Extended User Interrupts (xUI): Fast and Flexible Notification without Polling
Fast kernel bypass for signals
Extended User Interrupts (xUI): Fast and Flexible Notification without Polling Berk Aydogmus, Linsong Guo, Danial Zuberi, Tal Garfinkel, Dean Tullsen, Amy Ousterhout, and Kazem Taram ASPLOS'25
This paper describes existing hardware support for userspace interrupts, and extensions to make it more efficient.
Yet Another Kernel Bypass
The kernel is powerful, and yet slow. You only want to call on it when necessary. Kernel bypass technologies like DPDK and io_uring exist to allow applications to reduce the frequency of kernel calls.
In addition to I/O, applications frequently call the kernel to communicate between threads. For example, in a producer/consumer design, the producer could use a signal to tell the consumer that more data is ready. Section 2 of the paper reminds readers that each of these signals costs about 2.4 microseconds.
The idea behind userspace interrupts is to get the kernel out of the way and instead have dedicated hardware to support cheap signaling between threads.
Intel UIPI
Architecture
UIPI is a hardware feature introduced by Intel with Sapphire Rapids. Section 3 of the paper describes how UIPI works, including reverse engineering some of the Sapphire Rapids microarchitecture.
Like other kernel bypass technologies, the kernel is still heavily involved in the control path. When a process requests that the kernel configure UIPI, the kernel responds by creating or modifying the user interrupt target table (UITT) for the process. This per-process table has one entry per thread. The kernel thread scheduler updates this table so that the UIPI hardware can determine which core a thread is currently running on.
Once the control path is setup, the data path runs without kernel involvement. Userspace code which wants to send an interrupt to another thread can execute the senduipi instruction. This instruction has one operand, which is an index into the UITT (the index of the destination thread). The hardware then consults the UITT and sends an inter-processor interrupt (IPI) to the core on which the destination thread is running. Userspace code in the destination thread then jumps to a pre-registered interrupt handler, which runs arbitrary code in userspace. Hardware has long supported IPIs, but typically only the kernel has had the ability to invoke them.
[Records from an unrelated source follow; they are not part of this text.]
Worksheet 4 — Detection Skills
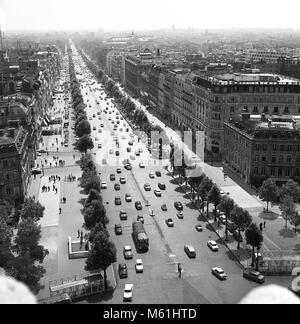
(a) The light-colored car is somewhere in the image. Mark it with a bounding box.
[207,241,219,252]
[135,259,144,273]
[211,267,227,280]
[123,284,133,302]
The hardware has the ability to coordinate with the OS to handle the case where the destination thread is not currently running on any core. These cases do involve running kernel code, but they are the slow path. The fast path is handled without any kernel involvement.
Microarchitecture
The authors measure an end-to-end latency of 1360 clock cycles for a userspace interrupt on Sapphire Rapids. Fig. 2 illustrates where that time goes:
The largest cost is the pipeline flush when the receiving core receives the IPI. Section 3.4 describes experiments the authors performed to determine these numbers, including how they determined that the receiving processor pipeline is flushed. Note that “flush” here means that in-flight instructions are squashed (i.e., what happens when a branch misprediction is detected). An alternative strategy would be to drain the pipeline, which would let outstanding instructions commit before handling the interrupt. This would avoid duplicate work but would increase the latency of handling an interrupt.
Tracked Interrupts
The authors propose tracked interrupts to solve the performance problem associated with pipeline flushes. When an interrupt is received, the receiving core immediately injects the micro-ops needed to handle the interrupt into the pipeline. Outstanding instructions are not squashed. This may sound similar to draining, but there is a key difference. With draining, the processor waits for all inflight instructions to commit before injecting the interrupt handling micro-ops. With tracked interrupts, micro-ops enter the pipeline immediately, and the out-of-order machinery of the processor will not see any dependencies between the interrupt handling micro-ops and the inflight instructions. This means that the interrupt handling micro-ops can execute quickly and typically do not need to wait behind all inflight instructions.
Results
The paper has simulation results which show that tracked interrupts save 414 clock cycles on the receiver side. The paper also discusses some related improvements to UIPI:
Userspace timer support
Userspace interrupts from I/O devices
Safepoints - to allow userspace interrupts to place nice with garbage collection
Dangling Pointers
I wonder how much of the Sapphire Rapids design was dictated by simplicity (to reduce the risk associated with this feature)?
A frequent theme in papers reviewed on this blog is how difficult it is to implement fine-grained multithreading on general purpose multi-core CPUs. I wonder how much userspace interrupt support can help with that problem?